Broadcasters are becoming bothered by a question that ought to have worried them years ago: why should Daily Mail readers pay the licence fee? If principled people ran the BBC, they would not need to ask it. They would declare that they did not want the tainted money of their enemies. They would say, "We deplore the sexist and racist assumptions of right-wing Conservative and UKIP voters, and want to be free as free to criticise them as anyone else."
Unfortunately for its reputation for probity, the BBC has been playing the hypocrite for years. On the one hand, it justifies taking a flat-rate tax from every household in the land by pretending that it is fair and balanced. On the other, whenever there is a political slant on drama and comedy it leans to the left (Jeremy Clarkson — the broadcasters' equivalent of the token black — being the exception to the rule).
In the past few months, the double standards have become too much for the BBC, or perhaps its audience, to bear. Its commissioning editors admit that they have not tried hard enough to find contrary voices. Even Radio 4, whose notion of fairness in comedy once meant balancing the soft Left with the hard Left, is inviting moderate conservatives from the Murdoch press on to The News Quiz.

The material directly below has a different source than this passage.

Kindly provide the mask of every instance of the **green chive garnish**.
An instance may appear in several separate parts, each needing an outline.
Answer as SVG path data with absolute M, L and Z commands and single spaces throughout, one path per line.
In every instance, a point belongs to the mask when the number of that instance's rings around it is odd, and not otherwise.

Both the BBC and its conservative critics miss the point, however, when they fall into the language of left and right. True, broadcasters patronise (in every sense of the word) Mark Steel and Jeremy Hardy, who are genuine far-left comedians, even if they are a little too keen on becoming national treasures for my taste. But they ration the appearances of Stewart Lee, the best left-wing comedian. To their evident disapproval, Lee can be genuinely unsettling, and has never shown a desire to be any kind of treasure. Dara Ó Briain, Tim Minchin, Dave Gorman and Robin Ince are allowed on air. Once you might have called their willingness to satirise religion left-wing. But the post-modern Left treats religion with nervous deference — with the exception of Christianity, of course, the token black of white liberal outrage. It devotes its energies to denouncing "militant atheists", who never kill anyone, rather than religious militants, who murder with abandon.

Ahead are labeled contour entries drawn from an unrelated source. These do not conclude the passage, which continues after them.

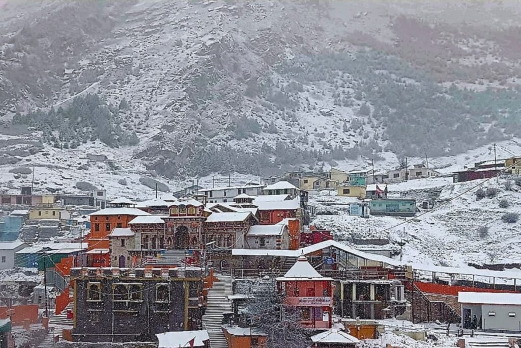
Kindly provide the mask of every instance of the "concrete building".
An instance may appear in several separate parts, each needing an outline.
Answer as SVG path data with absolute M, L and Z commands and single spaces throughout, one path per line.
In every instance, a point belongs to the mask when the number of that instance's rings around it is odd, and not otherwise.
M 151 342 L 202 329 L 201 268 L 72 268 L 70 275 L 75 342 Z
M 473 328 L 469 327 L 473 320 L 476 328 L 485 330 L 519 332 L 521 328 L 521 294 L 460 292 L 458 302 L 464 328 Z
M 131 263 L 129 250 L 135 248 L 135 234 L 130 227 L 114 229 L 108 235 L 110 241 L 110 263 L 113 267 L 123 268 Z
M 282 249 L 289 247 L 288 225 L 257 225 L 246 234 L 245 247 L 249 249 Z
M 0 269 L 14 267 L 15 253 L 28 246 L 21 241 L 0 242 Z
M 226 203 L 233 202 L 233 197 L 241 194 L 246 194 L 249 196 L 259 196 L 264 187 L 264 185 L 252 184 L 238 186 L 203 188 L 196 192 L 205 195 L 207 203 Z

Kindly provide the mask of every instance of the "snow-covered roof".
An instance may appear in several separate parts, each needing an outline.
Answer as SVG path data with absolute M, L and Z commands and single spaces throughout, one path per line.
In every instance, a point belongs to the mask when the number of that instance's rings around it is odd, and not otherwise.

These exceptions aside, the bulk of comics who appear on Have I Got News for You, Mock the Week or Radio 4's satirical shows are not left-wing in any recognisable sense. They are happy with wealth, particularly their own wealth, and so sexist they veer towards misogyny. Crucially, they have no instinctive sympathy with the working class, which was once the main object of left-wing concern. The reverse side of the coin that sees them damn Mail readers as provincial bigots is the strong dislike of the urban poor — most evident in David Walliams and Matt Lucas's Little Britain. Today's political comedy is the laughter of the privileged scoffing at those beneath them. Racism and homophobia are their only forbidden topics. Anyone who can remember the comedy of the 1970s should be grateful for these small advances. But come on, how can a comedy circuit that finds a place for Jimmy Carr, a tax-dodging hypocrite worthy of the pen of a Dickens or a Molière, be described as left-wing or even centrist?